Buying a Home Now Could Save You Over $200,000

According to’s Chief Economist, Jonathan Smoke

, buying a home now could save you more than $200,000 over the next 30 years.

But buying a home costs money – the down payment, the monthly mortgage payment, the taxes, the insurance, and the maintenance. It enough to make you put off the house hunt and sign that yearlong lease with your landlord even though he upped your rent 25% and will likely do the same next year. But even with all of those costs, you still stand to save more than $200,000 over the next 30 years if you buy right now.

At a national level, the 30-year financial benefit of owning today is $217,726. Conversely, there is a financial penalty—for every single day you pay your landlord instead of your mortgage company. Waiting just one year and and you’re losing out on an estimated $18,672 in savings. Delay for three years, and that figure jumps to $54,879.

The penalties are so high because mortgage rates are forecast to increase and because home prices are rising quickly. The economist figures don’t take into account the qualitative advantages of home ownership which many potential home buyers would argue are equally, if not more, important when deciding whether to take the plunge – advantages such as more control over your living situation, flexibility with pets, and, generally, more options

“We’re at a critical juncture: Rents, home prices, and mortgage rates are all expected to rise significantly over the next several years,” Smoke says. “That means the cost of delaying homeownership will go up even more sharply, if you wait three years or even one. It’s much like the decision to start contributing to a 401(k). Delay contributing, and you lose out on the compounding returns.”
Smoke and his team even stacked the deck against owning. For instance, they assumed that any money saved by renters would be invested, and that the investment would enjoy a compound annual growth rate of 5% – consistent with conservative long-term expected market returns. But how many renters are actually saving and investing?

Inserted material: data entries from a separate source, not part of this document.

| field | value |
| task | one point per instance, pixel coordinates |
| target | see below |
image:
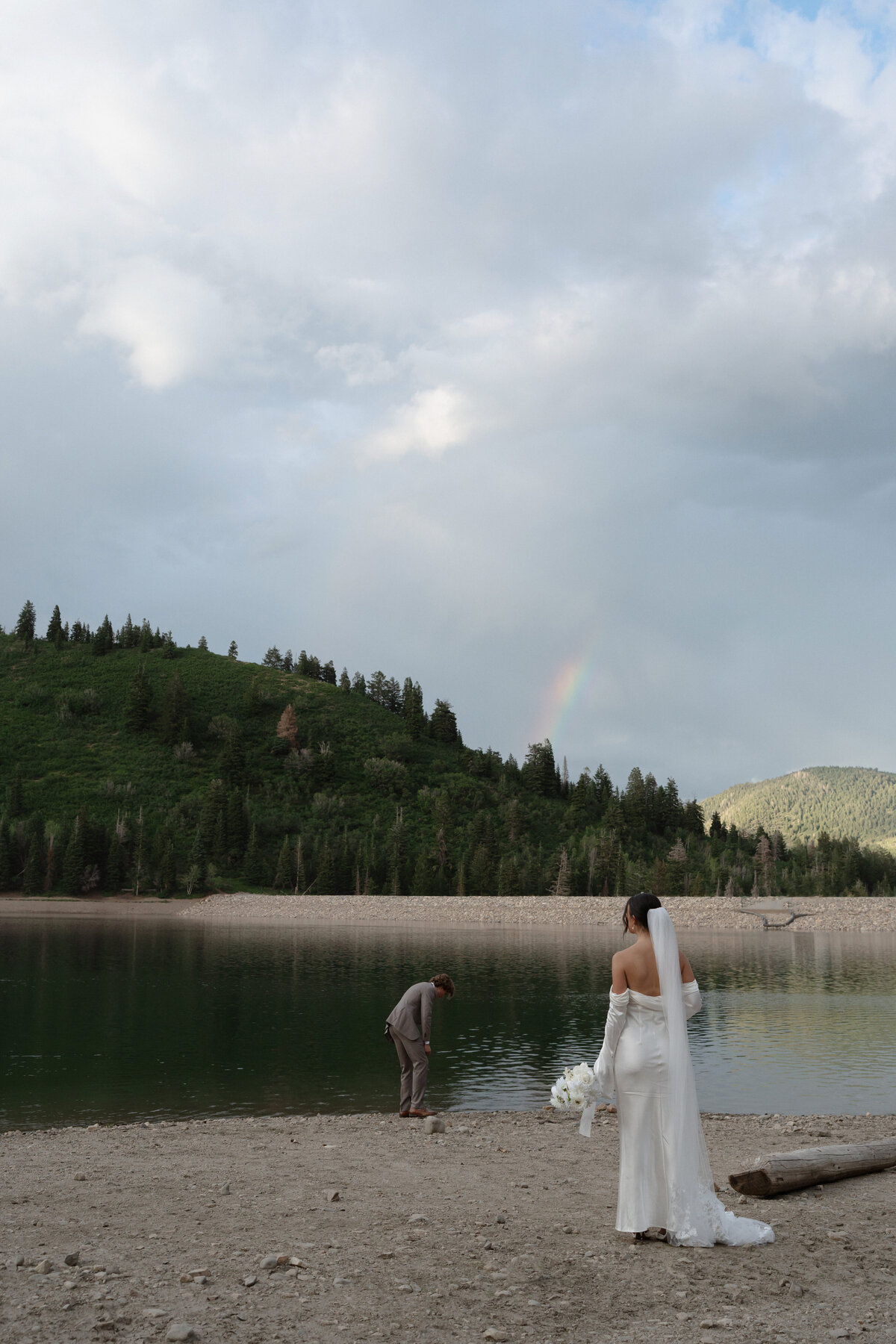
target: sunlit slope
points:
(841, 800)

Nationally, it’s currently cheaper to buy than to rent, home prices are expected to appreciate, and, while renting is subject to inflation, homeownership costs are locked.
Strong economic drivers such as job growth, population growth, and household growth in your local market cause both rent and home prices to skyrocket driving the savings even higher.

In order to realize a positive financial benefit from buying a house, owners have to wait for “break-even time periods”—when the transaction costs of buying and selling cancel out. Nationally, that wait time is just over three years.

Smoke says: Nearly 90% of the markets (335 of ‘em) produce a financial benefit of at least $100,000 from owning over 30 years. In addition, almost a quarter of the nation’s markets reap a financial return greater than the national average.